We assume familiarity with the SBC package architecture as discussed in the basic usage vignette and S3 classes in R.

Let’s setup the environment.

```
library(SBC)
library(ggplot2)
library(medicaldata)
library(formula.tools)
library(MASS)
# Setup caching of results
cache_dir <- "./implementing_backends_SBC_cache"
if(!dir.exists(cache_dir)) {
dir.create(cache_dir)
}
```

If you remember from the, interface introduction vignette a backend for the SBC package describes a function that takes in data and produces samples, i.e. the backend holds all the information other than data that are needed to run the given statistical method.

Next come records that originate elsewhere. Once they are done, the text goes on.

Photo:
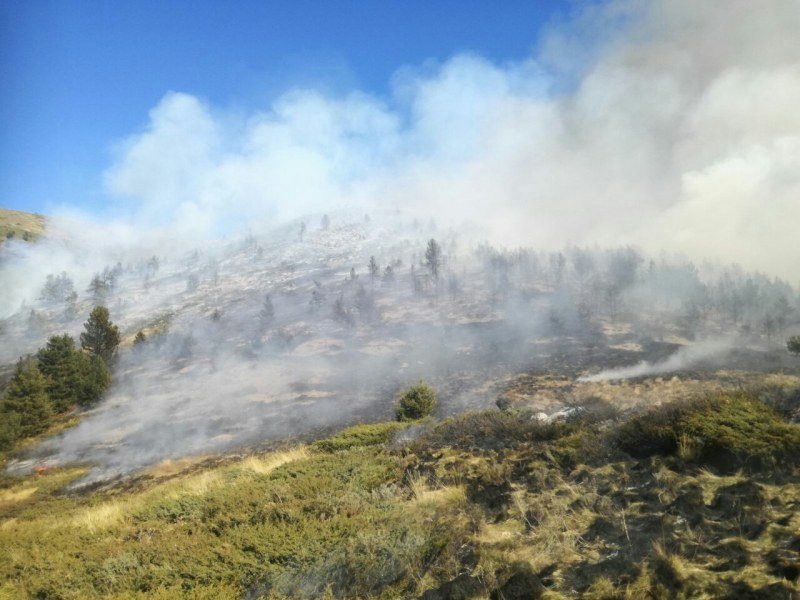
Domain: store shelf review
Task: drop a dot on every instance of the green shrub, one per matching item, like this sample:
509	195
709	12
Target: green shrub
416	402
740	430
793	345
725	431
358	436
489	429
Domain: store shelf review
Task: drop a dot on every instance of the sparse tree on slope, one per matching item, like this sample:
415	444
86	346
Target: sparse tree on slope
57	362
26	396
374	269
433	258
267	314
101	337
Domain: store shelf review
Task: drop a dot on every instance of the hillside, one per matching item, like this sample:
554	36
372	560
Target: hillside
21	225
698	498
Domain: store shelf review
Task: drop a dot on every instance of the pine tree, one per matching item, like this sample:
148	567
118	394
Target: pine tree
92	378
267	314
101	337
139	339
433	258
26	396
57	362
374	269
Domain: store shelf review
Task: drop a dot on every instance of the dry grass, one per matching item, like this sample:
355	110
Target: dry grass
103	516
13	496
20	223
263	465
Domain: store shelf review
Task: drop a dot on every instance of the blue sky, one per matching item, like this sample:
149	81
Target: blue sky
78	76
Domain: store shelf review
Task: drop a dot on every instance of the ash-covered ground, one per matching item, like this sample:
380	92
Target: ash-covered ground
284	333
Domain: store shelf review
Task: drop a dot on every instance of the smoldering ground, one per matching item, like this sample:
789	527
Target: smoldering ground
665	124
219	370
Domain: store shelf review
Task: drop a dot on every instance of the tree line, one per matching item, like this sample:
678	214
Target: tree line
57	378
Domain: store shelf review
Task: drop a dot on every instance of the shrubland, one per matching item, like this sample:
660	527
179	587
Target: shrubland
693	498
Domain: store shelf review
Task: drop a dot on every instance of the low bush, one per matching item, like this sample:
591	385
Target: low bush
725	431
489	430
416	402
359	435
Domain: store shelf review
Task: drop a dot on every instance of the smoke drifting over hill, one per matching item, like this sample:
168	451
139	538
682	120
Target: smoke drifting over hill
674	128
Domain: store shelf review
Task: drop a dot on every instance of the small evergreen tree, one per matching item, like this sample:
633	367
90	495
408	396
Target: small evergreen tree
416	402
26	396
267	314
101	337
92	378
9	429
58	362
139	339
433	258
374	269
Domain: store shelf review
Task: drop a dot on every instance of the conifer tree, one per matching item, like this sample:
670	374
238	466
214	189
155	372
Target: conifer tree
433	258
92	378
374	269
101	337
26	396
57	362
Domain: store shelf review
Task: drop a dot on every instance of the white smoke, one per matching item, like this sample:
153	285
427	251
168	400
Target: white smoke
668	124
684	358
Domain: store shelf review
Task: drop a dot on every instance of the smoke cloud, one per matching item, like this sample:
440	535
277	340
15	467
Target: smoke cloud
668	125
665	124
683	359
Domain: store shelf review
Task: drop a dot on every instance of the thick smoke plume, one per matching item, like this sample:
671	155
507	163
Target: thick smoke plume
670	126
683	359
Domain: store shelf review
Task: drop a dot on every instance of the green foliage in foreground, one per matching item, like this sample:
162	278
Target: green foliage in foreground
57	379
793	345
477	506
101	337
74	377
25	403
416	402
359	436
726	431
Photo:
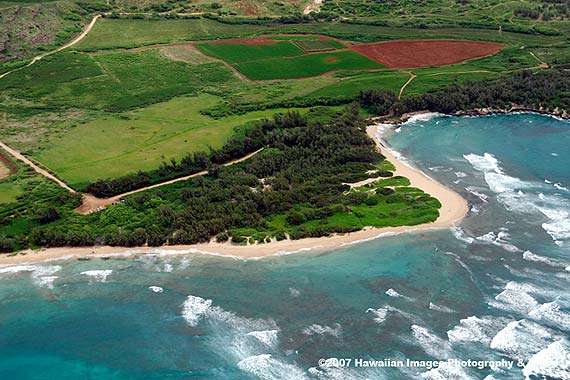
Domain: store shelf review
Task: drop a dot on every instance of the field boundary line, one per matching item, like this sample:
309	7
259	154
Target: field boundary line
92	203
69	44
412	76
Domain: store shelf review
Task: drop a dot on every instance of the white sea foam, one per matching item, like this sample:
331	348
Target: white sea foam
99	275
294	292
460	235
380	314
446	371
422	117
431	343
440	308
266	367
268	337
233	337
553	362
475	329
313	329
525	197
392	293
337	373
194	308
551	314
483	197
383	312
41	275
156	289
530	256
500	239
558	227
522	339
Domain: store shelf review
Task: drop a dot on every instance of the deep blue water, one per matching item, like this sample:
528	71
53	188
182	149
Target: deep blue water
496	288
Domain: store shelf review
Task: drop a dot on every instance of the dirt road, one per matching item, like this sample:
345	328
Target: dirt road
41	171
91	203
71	43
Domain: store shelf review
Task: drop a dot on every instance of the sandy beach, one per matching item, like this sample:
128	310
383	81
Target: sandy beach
453	210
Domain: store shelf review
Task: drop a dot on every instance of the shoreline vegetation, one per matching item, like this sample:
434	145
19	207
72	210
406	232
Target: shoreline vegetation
453	209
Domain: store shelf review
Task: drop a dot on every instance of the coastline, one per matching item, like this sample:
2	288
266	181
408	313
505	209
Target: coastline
453	210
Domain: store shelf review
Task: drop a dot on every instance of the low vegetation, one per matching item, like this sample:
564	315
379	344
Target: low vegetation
293	188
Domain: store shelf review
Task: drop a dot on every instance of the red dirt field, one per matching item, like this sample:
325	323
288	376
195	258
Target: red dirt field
422	53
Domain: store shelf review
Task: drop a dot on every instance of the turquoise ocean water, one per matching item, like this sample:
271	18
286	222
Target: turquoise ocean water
496	288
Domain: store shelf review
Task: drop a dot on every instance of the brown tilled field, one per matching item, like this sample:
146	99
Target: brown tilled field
423	53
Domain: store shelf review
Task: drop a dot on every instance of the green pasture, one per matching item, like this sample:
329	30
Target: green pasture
9	191
117	33
234	53
306	65
115	145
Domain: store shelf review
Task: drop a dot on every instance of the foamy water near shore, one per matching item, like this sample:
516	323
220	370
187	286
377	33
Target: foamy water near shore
453	210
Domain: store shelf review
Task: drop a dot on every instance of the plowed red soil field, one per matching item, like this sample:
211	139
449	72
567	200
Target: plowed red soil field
423	53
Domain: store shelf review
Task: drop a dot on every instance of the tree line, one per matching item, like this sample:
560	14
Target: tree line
543	91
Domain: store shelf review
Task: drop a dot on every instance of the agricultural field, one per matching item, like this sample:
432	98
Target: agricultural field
306	65
116	145
117	102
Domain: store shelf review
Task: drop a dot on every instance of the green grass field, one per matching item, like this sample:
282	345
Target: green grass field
306	65
9	191
235	53
112	33
115	145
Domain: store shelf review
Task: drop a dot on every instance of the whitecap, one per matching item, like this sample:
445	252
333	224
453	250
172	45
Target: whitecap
483	197
267	337
459	234
522	339
99	275
440	308
42	275
446	371
266	367
551	314
317	329
156	289
194	308
382	313
475	329
431	343
553	362
294	292
337	373
500	239
530	256
392	293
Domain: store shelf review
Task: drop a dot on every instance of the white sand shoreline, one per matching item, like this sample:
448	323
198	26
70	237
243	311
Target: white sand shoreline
453	210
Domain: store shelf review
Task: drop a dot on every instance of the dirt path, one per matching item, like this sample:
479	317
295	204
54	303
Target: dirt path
412	76
4	170
91	203
69	44
313	6
41	171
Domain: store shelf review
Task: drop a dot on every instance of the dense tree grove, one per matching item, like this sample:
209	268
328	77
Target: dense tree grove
545	90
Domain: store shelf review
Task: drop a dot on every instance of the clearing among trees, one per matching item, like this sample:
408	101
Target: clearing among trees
423	53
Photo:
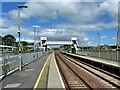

For practical reasons, the SBC package actually splits that function into two steps: first, there is an S3 generic `SBC_fit()`

, that takes a backend object, dataset and the number of cores it is allowed to use and produces an arbitrary object representing the fit. Additionally, there is an `SBC_fit_to_draws_matrix()`

S3 generic that takes in the resulting fit and returns posterior samples in the `posterior::draws_matrix`

format. The split here is useful because it lets the `SBC_results`

object to store the raw fit objects, which can then be inspected by user for debugging purposes. The SBC package makes no assumptions on the fit objects beyond the fact that they define an `SBC_fit_to_draws_matrix`

method. To be precise, even this is not necessary, because if the object implements a method for `as_draws_matrix`

but not `SBC_fit_to_draws_matrix`

, the `as_draws_matrix`

implementation will be called.

So a simple implementation wrapping the `glm`

function will consist of three short functions. First is a “constructor” function that creates new instance of the backend. Here, we’ll just capture all the arguments (which we will later pass to `glm`

), the created object will be of a new S3 class `SBC_backend_glm`

:

```
SBC_backend_glm <- function(...) {
args = list(...)
if(any(names(args) == "data")) {
stop(paste0("Parameter 'data' cannot be provided when defining a backend",
" as it needs to be set by the SBC package"))
}
structure(list(args = args), class = "SBC_backend_glm")
}
```

So e.g. `SBC_backend_glm(y ~ x, family = "poisson")`

would create a valid backend representing a simple Poisson regression.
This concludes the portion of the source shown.